Here is how the summary of the decoder looks like -

**12. Initialize the autoencoder as a whole**

```
# autoencoder = encoder + decoder
autoencoder = Model(inputs,
decoder(encoder(inputs)),
name='autoencoder')
autoencoder.summary()
```

Here is how the summary of autoencoder looks like -

**13. Train the autoencoder**

If you would like to know more about optimizers and loss function in autoencoder please have a look at these articles, respectively -

```
# Mean Square Error (MSE) loss function, Adam optimizer
autoencoder.compile(loss='mse', optimizer='adam')
# train the autoencoder
autoencoder.fit(x_train,
x_train,
validation_data=(x_test, x_test),
epochs=1,
batch_size=batch_size)
```

**14. Get the predictions**

You can use the predict() function from the Model() class in tensorflow.keras.models.
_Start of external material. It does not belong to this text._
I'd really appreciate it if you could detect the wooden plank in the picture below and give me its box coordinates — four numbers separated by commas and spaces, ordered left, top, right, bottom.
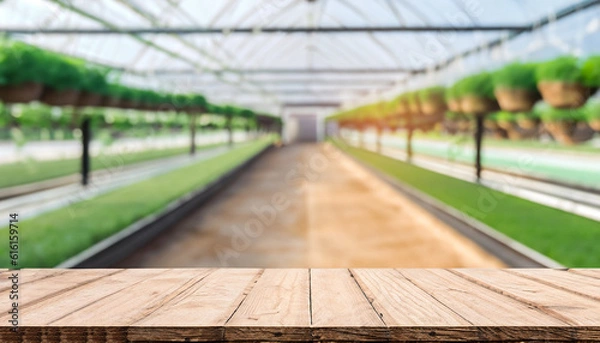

`x_decoded = autoencoder.predict(x_test)`

**Note**: The argument to be passed to the predict function should be a test dataset because if train samples are passed the autoencoder would generate the exact same result. This will mean that the autoencoder is simply copying the data and pasting it in the decoder output.

**15. Finally visualizing the results**

```
imgs = np.concatenate([x_test[:8], x_decoded[:8]])
imgs = imgs.reshape((4, 4, image_size, image_size))
imgs = np.vstack([np.hstack(i) for i in imgs])
plt.figure()
plt.axis('off')
plt.title('Input: 1st 2 rows, Decoded: last 2 rows')
plt.imshow(imgs, interpolation='none', cmap='gray')
plt.show()
```

Here we are creating an image that will contain a total of 16 images stacked together. First, two rows are input test set and the remaining are their corresponding generations.

**16. Observations**

From the above-visualized image, you can clearly see that the generated images are a little blur. That means we could have a deeper encoder and decoder model to extract further features. You can also observe that the digit '9' is the most blurred prediction in the given set which means the autoencoder is not trained as well as the rest for the class '9'.

**17. Conclusion **

The loss incurred after the training of the autoencoder is **0.0173** and the validation loss is **0.0097**. We can make our autoencoder better by stacking more convolution and transpose convolution layers in the encoder and decoder respectively. Furthermore, playing with the network parameters can also have a good impact on the performance.

That's it for this article. Hope now you can develop your own autoencoder and I would suggest you can also try with a different dataset, for example, Fashion MNIST.